Product Rule of x = r cos()

[TheDoorsOfMe]

Homework Statement

r = r(t)
$$\theta$$ = $$\theta$$(t)

x = r cos($$\theta$$)

dx/dt =dr/dt cos($$\theta$$) - r sin($$\theta$$) d$$\theta$$/dt

The Attempt at a Solution

Where does the d$$\theta$$/dt come from at the end of the derivative? I know I'm using product rule here because r and theta are both functions of t. But, the derivative of cos is just -sin. Why would there be a d$$\theta$$/dt at the end?

 

[gabbagabbahey]

. But, the derivative of cos is just -sin. Why would there be a d$$\theta$$/dt at the end?

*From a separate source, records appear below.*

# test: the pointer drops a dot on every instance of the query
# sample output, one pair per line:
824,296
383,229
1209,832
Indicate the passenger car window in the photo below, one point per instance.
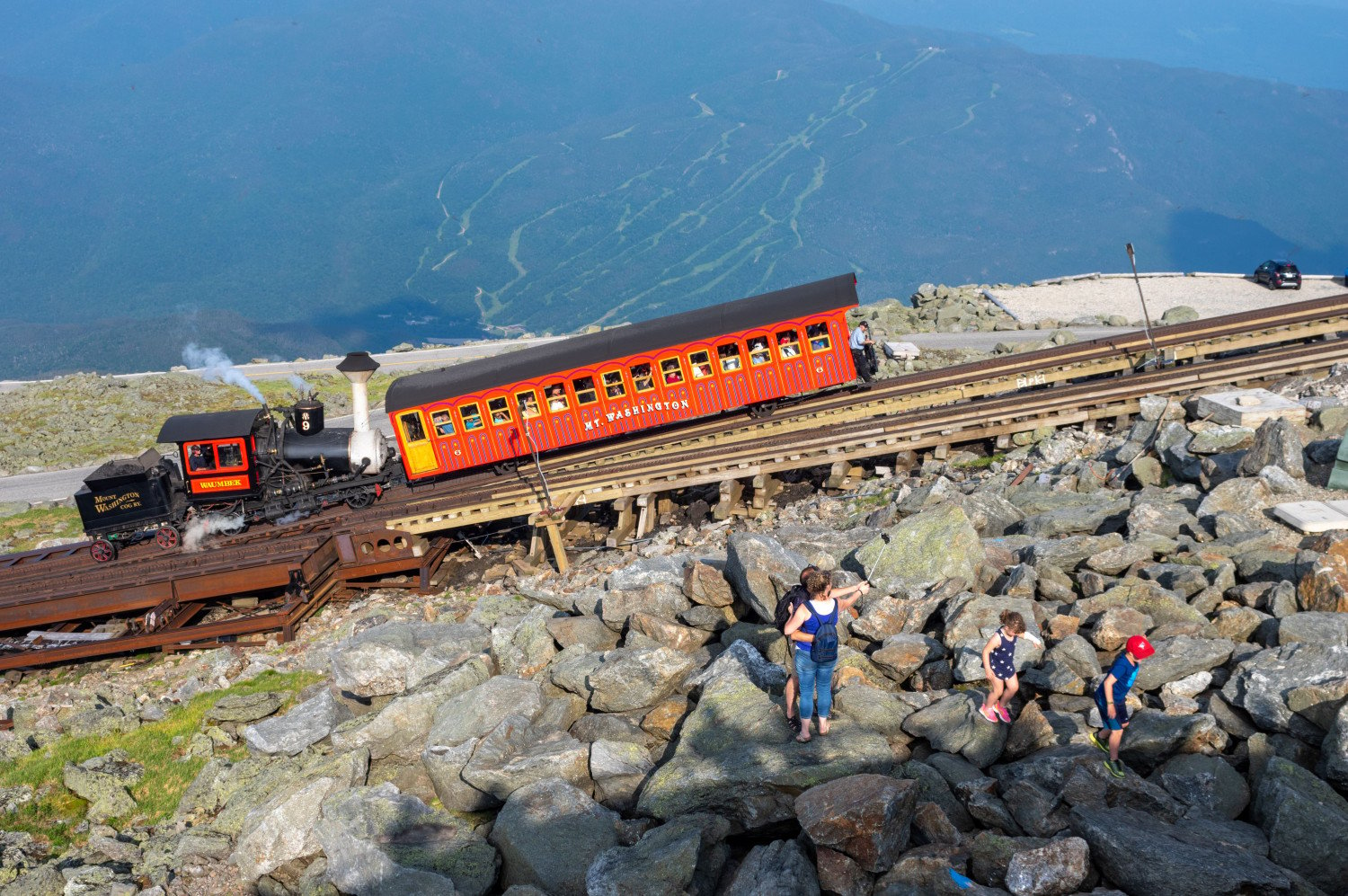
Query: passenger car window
819,336
642,379
614,386
528,402
472,417
499,410
412,430
673,371
730,356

No, $\frac{d}{d\theta}\cos\theta=-\sin\theta$ but $\frac{d}{dt}\cos\theta=\left(\frac{d}{d\theta}\cos\theta\right)\left(\frac{d\theta}{dt}\right)$ via the chain rule.

 

[Mark44]

Homework Statement

r = r(t)
$$\theta$$ = $$\theta$$(t)

x = r cos($$\theta$$)

dx/dt =dr/dt cos($$\theta$$) - r sin($$\theta$$) d$$\theta$$/dt

The Attempt at a Solution

Where does the d$$\theta$$/dt come from at the end of the derivative? I know I'm using product rule here because r and theta are both functions of t. But, the derivative of cos is just -sin. Why would there be a d$$\theta$$/dt at the end?

Chain rule.
d/dt(cos(theta)) = -sin(theta)*d(theta)/dt

 

[TheDoorsOfMe]

oooooooooooooohhhhhhhhhhhh! man I'm kinda disappointed I didn't see that one : ( oh well. Thank very much guys!